Treacle is the usual British name for what Americans prefer to call molasses (remember the treacle well in Lewis Carroll’s Alice’s Adventures in Wonderland). The apothecaries’ term triacle is an older form of the word, but it was originally used for something very different — an antidote to the venom of a snake or insect.
This word came through French and Latin from Greek theriake, meaning an antidote against a poisonous bite, which has its origin in therion, a wild beast. Herbal remedies against such bites often contained alkaloids and so tasted bitter — it was common to sweeten them with honey to make them easier to swallow. English apothecaries changed over to black treacle as the sweetener when it began to be available in the Middle Ages.

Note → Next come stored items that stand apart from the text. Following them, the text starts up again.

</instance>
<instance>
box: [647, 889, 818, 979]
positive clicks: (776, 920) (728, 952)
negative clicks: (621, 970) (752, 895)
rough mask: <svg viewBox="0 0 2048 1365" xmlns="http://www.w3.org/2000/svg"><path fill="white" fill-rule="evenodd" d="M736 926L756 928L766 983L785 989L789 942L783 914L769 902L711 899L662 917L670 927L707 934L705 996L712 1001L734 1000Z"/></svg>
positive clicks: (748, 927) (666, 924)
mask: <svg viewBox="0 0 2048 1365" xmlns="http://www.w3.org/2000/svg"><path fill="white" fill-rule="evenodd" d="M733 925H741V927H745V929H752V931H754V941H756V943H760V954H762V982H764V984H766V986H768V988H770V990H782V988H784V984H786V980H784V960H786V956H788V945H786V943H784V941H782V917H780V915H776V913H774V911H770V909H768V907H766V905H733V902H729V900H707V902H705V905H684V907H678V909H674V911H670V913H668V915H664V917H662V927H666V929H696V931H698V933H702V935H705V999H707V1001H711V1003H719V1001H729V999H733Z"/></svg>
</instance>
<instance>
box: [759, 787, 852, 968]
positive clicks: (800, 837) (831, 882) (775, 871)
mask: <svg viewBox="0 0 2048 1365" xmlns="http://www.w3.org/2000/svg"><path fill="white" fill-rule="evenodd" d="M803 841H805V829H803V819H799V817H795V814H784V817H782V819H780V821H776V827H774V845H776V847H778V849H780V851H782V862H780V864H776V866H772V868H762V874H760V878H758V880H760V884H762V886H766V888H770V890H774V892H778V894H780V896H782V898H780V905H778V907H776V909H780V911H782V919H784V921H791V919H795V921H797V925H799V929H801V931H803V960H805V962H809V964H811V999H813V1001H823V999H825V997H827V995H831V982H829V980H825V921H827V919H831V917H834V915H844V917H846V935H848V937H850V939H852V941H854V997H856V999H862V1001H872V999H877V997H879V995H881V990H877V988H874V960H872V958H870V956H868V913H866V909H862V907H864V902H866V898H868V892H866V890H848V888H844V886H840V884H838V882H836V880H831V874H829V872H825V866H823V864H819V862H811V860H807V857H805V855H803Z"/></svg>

The word was often used in a sense not so very different to that of balm or salve, some fragrant ointment or preparation used to heal or soothe the skin. In fact, the question in the book of Jeremiah in the Bible: “Is there no balm in Gilead; is there no physician there?” was translated by Miles Coverdale in 1535 using triacle instead of balm. Even earlier, Chaucer uses triacle in the sense of a salve in his Canterbury Tales: “Christ, which that is to every harm triacle”.
By the end of the seventeenth century, triacle had come to mean the molasses itself rather than the herbal remedy; by then the vowel had became slurred, the word dropped from three syllables to two, and it was respelled in the modern form, treacle.